Ngonde and Nyakyusa Tribe:
People from this tribe are called Angonde. The Ngonde and Nyakyusa migrated from the north, like other Bantu tribes and settled at the extreme north of Malawi near Karonga where they are still found today. The area was remote and as a result they did not suffer from Ngoni and Yao raids. The centre for the Ngonde people is the sacred Hill of Mbande, which stands in the bed of the Rukulu River, about 13 km from Lake Malawi. Their language is known as Kyangonde. There are approximately 300,000 Ngonde in Malawi (Johnstone 1993).
People from this tribe are called Angoni. The Ngoni fled from Shaka Zulu who defeated many Ngoni Chiefs in South Africa in 1819. The Ngoni that entered Malawi came in two groups. After their defeat, Zwangendaba Jere fled with his followers and settled at Mabiri in Mzimba District.
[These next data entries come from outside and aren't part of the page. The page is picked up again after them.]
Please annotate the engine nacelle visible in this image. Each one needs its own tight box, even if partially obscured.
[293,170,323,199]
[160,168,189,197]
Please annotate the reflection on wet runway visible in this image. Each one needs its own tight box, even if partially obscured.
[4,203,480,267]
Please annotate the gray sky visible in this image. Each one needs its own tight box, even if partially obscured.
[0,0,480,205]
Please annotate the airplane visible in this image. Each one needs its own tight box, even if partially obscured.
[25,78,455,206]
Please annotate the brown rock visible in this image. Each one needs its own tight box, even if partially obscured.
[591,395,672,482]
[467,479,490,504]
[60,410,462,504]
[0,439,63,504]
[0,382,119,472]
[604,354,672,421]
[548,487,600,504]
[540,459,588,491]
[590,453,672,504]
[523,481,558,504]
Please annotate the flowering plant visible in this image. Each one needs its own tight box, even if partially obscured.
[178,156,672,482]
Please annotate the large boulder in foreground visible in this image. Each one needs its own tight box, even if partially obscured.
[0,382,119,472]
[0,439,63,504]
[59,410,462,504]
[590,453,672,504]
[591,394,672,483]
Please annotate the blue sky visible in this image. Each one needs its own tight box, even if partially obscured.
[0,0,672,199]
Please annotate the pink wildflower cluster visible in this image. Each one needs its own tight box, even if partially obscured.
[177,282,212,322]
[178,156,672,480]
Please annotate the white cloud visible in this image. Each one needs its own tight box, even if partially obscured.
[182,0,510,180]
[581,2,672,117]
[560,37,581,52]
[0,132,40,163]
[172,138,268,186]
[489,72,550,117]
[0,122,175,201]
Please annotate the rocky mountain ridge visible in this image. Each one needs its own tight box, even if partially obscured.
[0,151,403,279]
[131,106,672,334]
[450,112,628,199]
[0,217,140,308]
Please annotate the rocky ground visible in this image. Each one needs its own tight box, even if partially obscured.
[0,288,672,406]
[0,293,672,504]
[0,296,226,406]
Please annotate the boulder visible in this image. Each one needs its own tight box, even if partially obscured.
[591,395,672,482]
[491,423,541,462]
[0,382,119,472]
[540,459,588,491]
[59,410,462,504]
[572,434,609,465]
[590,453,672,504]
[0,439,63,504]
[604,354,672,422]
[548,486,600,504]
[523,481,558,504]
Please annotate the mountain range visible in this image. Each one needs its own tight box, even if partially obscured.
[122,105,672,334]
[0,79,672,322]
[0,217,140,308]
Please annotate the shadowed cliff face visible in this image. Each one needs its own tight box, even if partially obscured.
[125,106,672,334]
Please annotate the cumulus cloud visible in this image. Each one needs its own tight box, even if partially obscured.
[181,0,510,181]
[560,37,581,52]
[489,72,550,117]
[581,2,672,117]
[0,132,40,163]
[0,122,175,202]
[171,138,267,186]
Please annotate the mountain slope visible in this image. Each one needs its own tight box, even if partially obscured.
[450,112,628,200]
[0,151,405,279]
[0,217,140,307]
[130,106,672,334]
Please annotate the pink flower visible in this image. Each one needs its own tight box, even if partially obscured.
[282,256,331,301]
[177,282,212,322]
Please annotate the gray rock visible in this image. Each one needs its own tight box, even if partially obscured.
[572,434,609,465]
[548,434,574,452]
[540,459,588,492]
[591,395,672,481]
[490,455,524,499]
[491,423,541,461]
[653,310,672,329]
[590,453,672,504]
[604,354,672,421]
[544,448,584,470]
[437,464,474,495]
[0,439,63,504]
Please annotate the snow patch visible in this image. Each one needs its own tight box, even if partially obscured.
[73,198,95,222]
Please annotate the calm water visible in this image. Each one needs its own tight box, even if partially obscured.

The group that was led by Ngwane Maseko arrived in Malawi and settled in Ntcheu, near Dedza, in 1837. After a short stay, they left for Songea in southern Tanzania where they lived for some time before returning to Malawi. They finally settled in Ntcheu in 1867. Today, the Ngoni of Ntcheu have spread to other districts such as Mchinji and Dedza in the centre, and Mwanza and Neno in the south. The Ngoni language is known as Chingoni and its people are well known when it comes to eating meat and drinking African Beer. Eating meat and drinking beer are considered as the most important Ngoni principles. During their traditional dances, Ngoni people wear animal skins, showing that they are real hunters. In the past they were famous for their passion for war.
Asena is the name given to people from this tribe. The Sena came from Mozambique, entering Malawi through the south and settled in the Lower Shire area in Chikwawa and Nsanje Districts where they are still found today. Their language of communication is Chisena. It is said that people from the Sena tribe use other people’s eyes as a charm for catching more fish in Shire River; therefore local people believe that most beggars who are blind in towns of Blantyre and Limbe (major towns in southern region of Malawi) belong to this tribe. During some of their traditional dances, girls from this tribe do not wear anything to cover their breasts.